The Armenian enclave of Nagorno-Karabakh, Armenia, has for several weeks been subject to a blockade which is increasingly taking on the aspect of ethnic cleansing, of which Christians are the first victims, without the international community having so far really given the means to act.
Work of the Orient has just sounded the alarm: In April 2023, four months had already passed since the Armenian Christians of Nagorno-Karabakh have been trapped in the blockade by their Muslim neighbor, Azerbaijan. It is a blockade that is literally asphyxiating the population.
At present, 120,000 human beings are trying to survive, with nothing. No food, no gas, no electricity, no medicine – from aspirin to chemotherapy – no soap, no detergent. No diapers for infants, and generally basic hygiene products for men and women are no longer available.
A situation so dramatic that the Work of the Orient denounces it as being “the same spirit that presided over the Armenian genocide of 1915.” Moreover, since 2020, the Azeri president has not hidden his intention “to erase the Armenians from history and geography.”
To understand the drama being played out behind closed doors, one must remember that Armenia is considered a cradle of Christianity. It is the first Christian nation by the baptism of King Tiridates IV in the 4th century, evangelized by Gregory I the Illuminator.

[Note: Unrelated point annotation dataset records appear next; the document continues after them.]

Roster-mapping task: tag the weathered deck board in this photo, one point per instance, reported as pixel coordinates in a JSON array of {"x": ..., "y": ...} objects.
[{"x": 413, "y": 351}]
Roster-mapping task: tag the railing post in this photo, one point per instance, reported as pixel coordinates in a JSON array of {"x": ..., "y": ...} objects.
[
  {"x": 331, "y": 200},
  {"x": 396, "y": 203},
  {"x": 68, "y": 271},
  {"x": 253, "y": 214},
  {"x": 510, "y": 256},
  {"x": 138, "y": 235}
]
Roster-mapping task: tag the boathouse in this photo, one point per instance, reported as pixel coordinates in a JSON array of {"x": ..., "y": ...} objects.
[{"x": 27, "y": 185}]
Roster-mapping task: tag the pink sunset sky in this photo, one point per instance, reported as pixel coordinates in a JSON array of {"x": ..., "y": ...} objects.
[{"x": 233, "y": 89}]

But these people have encountered many sufferings in their history. In 1915, more than a million people perished in the Armenian genocide, orchestrated by the Muslim Ottoman Empire. This first genocide of the 20th century was commemorated on April 24.
The period between 1918 and 1920 saw the formation of two independent states in the region: Armenia and Azerbaijan. The two states simultaneously claimed one of the strategically important regions: Nagorno-Karabakh, also called Nagorny-Karabakh. This region is mainly populated by Armenians, but surrounded by a population of Azeris.
Under the domination of Soviet Russia, two republics were created: Armenia and Azerbaijan, but the conflict continued. After the collapse of the Soviet bloc, Nagorno-Karabakh proclaims its independence as the Republic of Artsakh, which resulted in a war between Armenians and Azeris, at the expense of the latter. That was in 1994.
Thanks to the support of its Muslim Turkish big brother – but also of Israel – Azerbaijan has been able to acquire the latest generation of weapons. But above all, with the deployment of around two thousand Syrian mercenaries experienced in jihad – kindly dispatched by Recip Tayyep Erdogan – the Azeris relaunched the war in the fall of 2020, this time to their advantage.
The autumn 2020 war led to a latent conflict around the territory of Nagorno-Karabakh. In September 2022, many Armenians died and thousands more had to leave. And since last December, the only road linking Nagorno-Karabakh to Armenia, the Lachin corridor, has been blocked by Azeris.
For its part, Russia, a key player in the region, is in a delicate situation because of the war with Ukraine. Anxious to spare its Turkish ally, whose support is more than ever essential to it, Vladimir Putin does not seem really ready to help Armenian Christians. The defense of orthodoxy still has its limits.